His father knows that true service goes unnoticed so he doesn't mind the quiet life they live together, preventing petty crimes and solving day-to-day struggles of their neighbors. His son desires more than those humdrum scenarios, however, so he abandoned his father in the middle of an arrest. While reading this issue, I know that it lacked the great pacing and action-oriented tone of the previous issue and yet this is something that I had a great time reading because it felt personal. I cared about the characters in focus. I sympathized with their plight and rooted for them to get what they want the most. For Man-of-Bats it's the reassurance that he is fighting for something that's worth his blood and sweat--that he is not alone. For Little Raven, it's the acknowledgement that what he does with his father matters, that somehow, someday, someone will take notice and revitalize his passion.

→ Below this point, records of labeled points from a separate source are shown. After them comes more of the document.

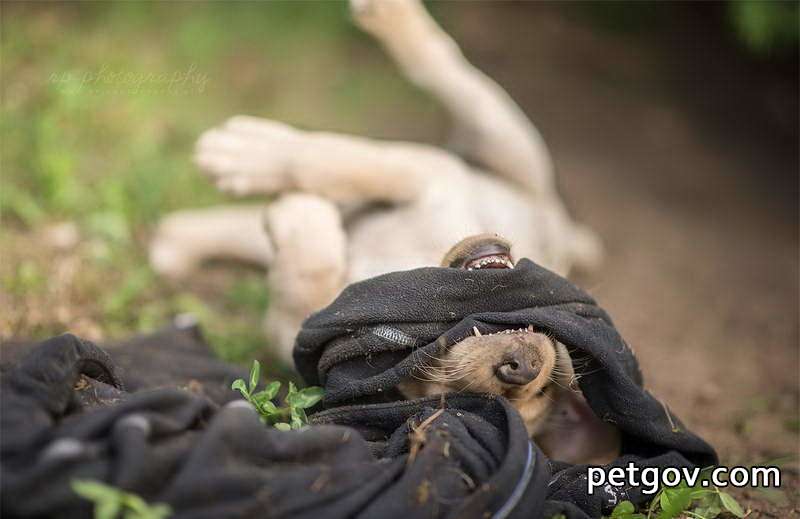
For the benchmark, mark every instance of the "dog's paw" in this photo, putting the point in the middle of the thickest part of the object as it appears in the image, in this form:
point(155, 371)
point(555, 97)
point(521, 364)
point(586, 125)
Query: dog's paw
point(247, 155)
point(384, 17)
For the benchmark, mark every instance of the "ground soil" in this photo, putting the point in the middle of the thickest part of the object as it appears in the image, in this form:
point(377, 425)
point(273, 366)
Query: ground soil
point(666, 145)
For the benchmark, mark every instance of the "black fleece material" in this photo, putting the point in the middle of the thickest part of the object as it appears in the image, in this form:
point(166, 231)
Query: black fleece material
point(160, 421)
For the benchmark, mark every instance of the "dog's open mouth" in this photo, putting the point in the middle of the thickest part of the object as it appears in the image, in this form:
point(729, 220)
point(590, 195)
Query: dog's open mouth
point(491, 261)
point(485, 251)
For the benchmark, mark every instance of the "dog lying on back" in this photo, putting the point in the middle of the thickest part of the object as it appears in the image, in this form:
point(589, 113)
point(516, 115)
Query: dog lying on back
point(533, 371)
point(347, 208)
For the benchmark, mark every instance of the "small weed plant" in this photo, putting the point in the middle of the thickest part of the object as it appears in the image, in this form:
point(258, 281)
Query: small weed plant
point(290, 416)
point(110, 502)
point(696, 502)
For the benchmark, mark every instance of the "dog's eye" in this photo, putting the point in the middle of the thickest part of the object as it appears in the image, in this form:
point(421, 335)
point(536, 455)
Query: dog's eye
point(542, 390)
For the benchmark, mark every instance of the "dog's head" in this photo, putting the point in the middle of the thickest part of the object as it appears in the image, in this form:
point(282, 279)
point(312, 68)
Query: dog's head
point(524, 365)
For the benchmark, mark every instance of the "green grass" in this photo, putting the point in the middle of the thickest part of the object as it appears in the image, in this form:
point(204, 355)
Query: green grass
point(101, 105)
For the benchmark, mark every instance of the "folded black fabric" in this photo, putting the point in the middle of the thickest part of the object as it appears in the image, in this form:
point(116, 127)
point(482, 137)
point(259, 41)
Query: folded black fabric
point(159, 420)
point(66, 416)
point(376, 331)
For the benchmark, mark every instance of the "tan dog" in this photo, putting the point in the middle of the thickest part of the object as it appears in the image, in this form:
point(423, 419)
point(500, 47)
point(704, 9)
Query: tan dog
point(533, 371)
point(348, 208)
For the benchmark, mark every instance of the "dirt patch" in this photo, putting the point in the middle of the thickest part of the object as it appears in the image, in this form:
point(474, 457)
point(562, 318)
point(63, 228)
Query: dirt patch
point(697, 207)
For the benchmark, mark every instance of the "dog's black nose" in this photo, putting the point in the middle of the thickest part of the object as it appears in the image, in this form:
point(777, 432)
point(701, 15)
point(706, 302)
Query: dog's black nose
point(518, 369)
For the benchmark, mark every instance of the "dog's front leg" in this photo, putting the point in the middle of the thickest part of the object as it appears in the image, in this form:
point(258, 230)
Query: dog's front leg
point(247, 156)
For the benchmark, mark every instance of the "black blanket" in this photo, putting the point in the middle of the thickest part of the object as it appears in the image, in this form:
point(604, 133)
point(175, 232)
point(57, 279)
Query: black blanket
point(65, 415)
point(174, 436)
point(376, 331)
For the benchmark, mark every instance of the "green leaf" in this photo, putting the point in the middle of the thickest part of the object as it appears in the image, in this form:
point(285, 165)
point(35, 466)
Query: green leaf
point(107, 509)
point(240, 386)
point(296, 422)
point(305, 398)
point(268, 408)
point(623, 509)
point(255, 374)
point(674, 501)
point(272, 389)
point(730, 504)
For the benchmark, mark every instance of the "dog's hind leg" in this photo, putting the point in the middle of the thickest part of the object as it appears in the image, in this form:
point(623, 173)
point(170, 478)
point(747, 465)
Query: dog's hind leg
point(248, 155)
point(493, 129)
point(309, 267)
point(185, 239)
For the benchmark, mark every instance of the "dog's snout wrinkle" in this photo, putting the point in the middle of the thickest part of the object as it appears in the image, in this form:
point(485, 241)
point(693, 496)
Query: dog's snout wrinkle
point(519, 368)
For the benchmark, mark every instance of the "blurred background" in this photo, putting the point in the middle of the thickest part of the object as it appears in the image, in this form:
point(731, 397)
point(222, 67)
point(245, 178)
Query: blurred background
point(674, 129)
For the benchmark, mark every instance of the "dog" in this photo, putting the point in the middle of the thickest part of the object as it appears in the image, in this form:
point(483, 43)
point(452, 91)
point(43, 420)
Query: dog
point(529, 368)
point(345, 208)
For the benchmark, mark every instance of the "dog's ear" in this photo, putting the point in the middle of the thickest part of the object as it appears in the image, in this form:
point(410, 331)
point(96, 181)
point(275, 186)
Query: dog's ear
point(474, 246)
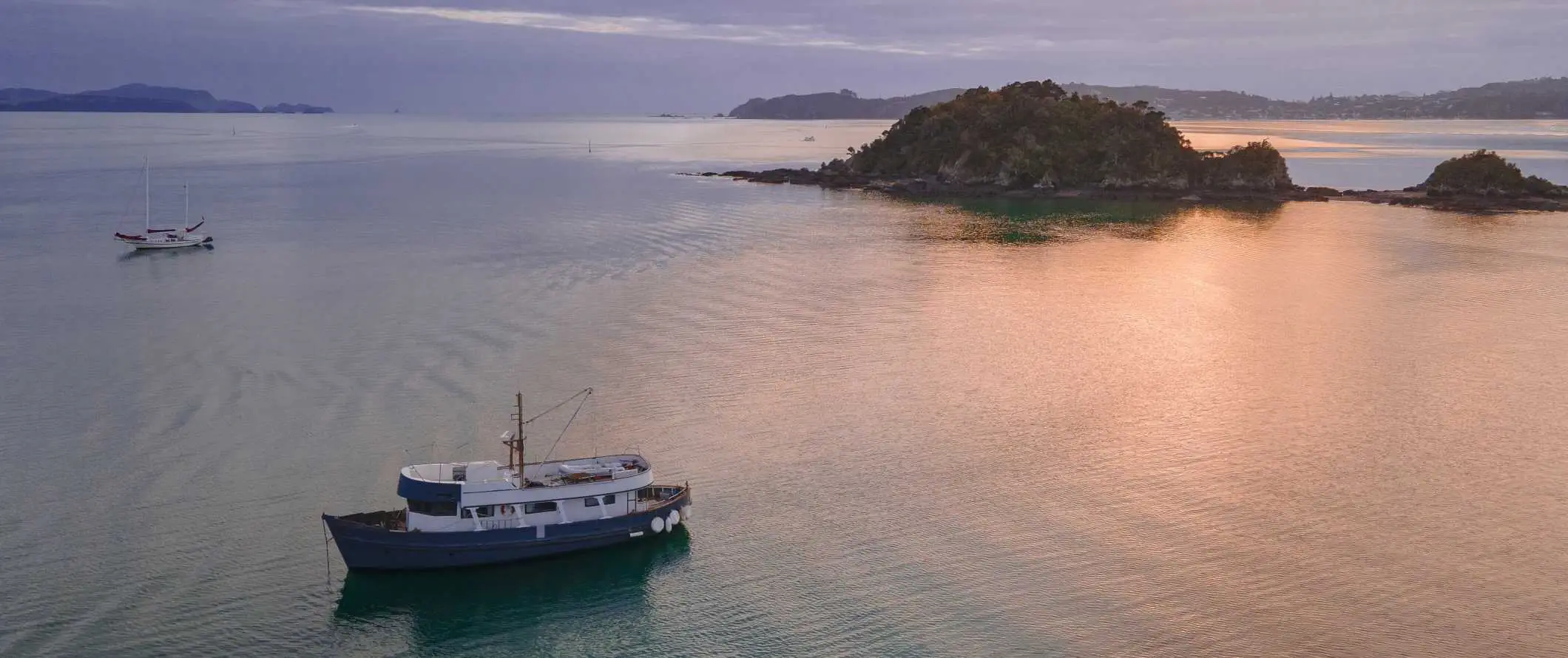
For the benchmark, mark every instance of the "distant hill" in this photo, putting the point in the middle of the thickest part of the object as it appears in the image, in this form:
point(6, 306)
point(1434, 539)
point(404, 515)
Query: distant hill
point(1521, 99)
point(135, 98)
point(841, 106)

Thankfully, Batman eventually comes along and makes all their dreams come true. It sounds cheesy to say but that's exactly what happens and it's so poignant. I was relieved that both father and son didn't have to face things alone anymore; that their greatest inspiration has noticed the good deeds they have done for their community and respects them for their tenacity and devotion. I especially loved that panel where their neighbors tried to help out as well when Man-of-Bats was being attacked by a group of hooligans. It's always touching when ordinary citizens rise up to defend their heroes. It warms my heart to see that here.


* I've rated this a perfect score because this is the missing element of emotional resonance that I've been hoping for.